As we started walking towards the theater, we noticed a crowd of very wet people walking towards us. The relationship between the wetness of their clothes and the magnitude of the rain was puzzling (I thought it was exponential, Manoj thought it was strange), more so when you consider that the wetness was unevenly distributed across the length of their bodies. We walked over to someone, and politely enquired, “Umm.. how come you wet your pants?”

The guy didn't get the joke – he told us earnestly that a storm sewer had broken, and that there was knee-deep water on the roads leading to where we were going.

Without hesitation, we took our shoes off, folded up our jeans and started walking. (towards, of course). In a couple of minutes, we were wading through murky water (“It doesn't look like a storm water sewer, man”), that got higher and higher. People kept squealing, as unknown objects whose specific gravity was just right floated below the surface of the water and kept striking them at inconvenient places.

By the time we reached the theater, shoes in one hand, wallet in the other, our shirts were wet, and it was not from the rain. Around the same time, realization dawned on us: the guy that didn't get the joke meant ass when he said knee.

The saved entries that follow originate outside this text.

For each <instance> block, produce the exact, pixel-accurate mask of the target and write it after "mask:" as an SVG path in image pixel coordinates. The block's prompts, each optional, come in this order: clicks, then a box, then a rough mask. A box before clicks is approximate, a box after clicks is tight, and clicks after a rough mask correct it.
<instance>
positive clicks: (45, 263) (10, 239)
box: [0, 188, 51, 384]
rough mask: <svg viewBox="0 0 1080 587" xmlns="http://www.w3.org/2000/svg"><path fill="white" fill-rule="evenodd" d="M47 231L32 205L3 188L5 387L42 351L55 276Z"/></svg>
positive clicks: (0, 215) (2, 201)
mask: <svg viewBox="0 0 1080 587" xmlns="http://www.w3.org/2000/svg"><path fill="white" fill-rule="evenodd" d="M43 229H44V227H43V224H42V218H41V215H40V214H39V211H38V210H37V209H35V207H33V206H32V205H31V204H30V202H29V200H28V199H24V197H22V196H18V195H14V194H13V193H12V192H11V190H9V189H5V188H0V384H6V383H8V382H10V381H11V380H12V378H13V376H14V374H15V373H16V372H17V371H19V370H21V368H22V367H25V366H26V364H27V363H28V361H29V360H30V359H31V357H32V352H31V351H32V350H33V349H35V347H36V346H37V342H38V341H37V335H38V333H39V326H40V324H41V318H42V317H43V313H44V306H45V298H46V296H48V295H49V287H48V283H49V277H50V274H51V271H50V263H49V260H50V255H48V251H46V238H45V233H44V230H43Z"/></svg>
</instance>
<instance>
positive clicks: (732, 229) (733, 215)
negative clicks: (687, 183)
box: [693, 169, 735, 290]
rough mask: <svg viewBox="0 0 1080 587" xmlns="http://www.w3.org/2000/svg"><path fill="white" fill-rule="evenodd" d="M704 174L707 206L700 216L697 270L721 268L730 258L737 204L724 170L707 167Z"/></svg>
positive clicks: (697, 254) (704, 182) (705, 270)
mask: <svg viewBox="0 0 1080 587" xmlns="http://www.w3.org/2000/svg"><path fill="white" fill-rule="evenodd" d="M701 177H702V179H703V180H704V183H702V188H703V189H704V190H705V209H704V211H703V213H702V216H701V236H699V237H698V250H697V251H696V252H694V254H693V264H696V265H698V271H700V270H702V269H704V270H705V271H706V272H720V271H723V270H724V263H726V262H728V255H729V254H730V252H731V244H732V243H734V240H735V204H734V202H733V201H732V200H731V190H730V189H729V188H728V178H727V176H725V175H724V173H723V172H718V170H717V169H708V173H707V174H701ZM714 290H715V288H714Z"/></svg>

I headed straight to the bathroom, which was filled with a few hundred people in various states of undress, pouring water over themselves from a communal bucket. It was quite entertaining, and I would have stayed there for some more time if not for the clanging of the bell that announced the start of the movie.

The movie was horrible; and the audience filled with squirming wet bodies (heh!) hated it. It was the same old overweight-hero-rescues-a-callgirl-who-is-still-a-virgin plot with a twist: the girl was overweight too. I thanked the storm sewer guys for the distraction of wondering if the water would do bad things to me as I squirmed – it saved me from losing my mind completely. In case you want to know, the movie was called Kolangal. All said and done, Kolangal was the worst movie I've watched in my life.

Last week, I had been to a movie called Oru Naal Oru Kanavu (A Dream A Day). In hindsight, the parallels were obvious – rainy day, directed by an acclaimed movie maker from Kerala, music by Illayaraja. After the movie, I couldn't help telling myself, ” You know what, Kolangal wasn't all that bad.”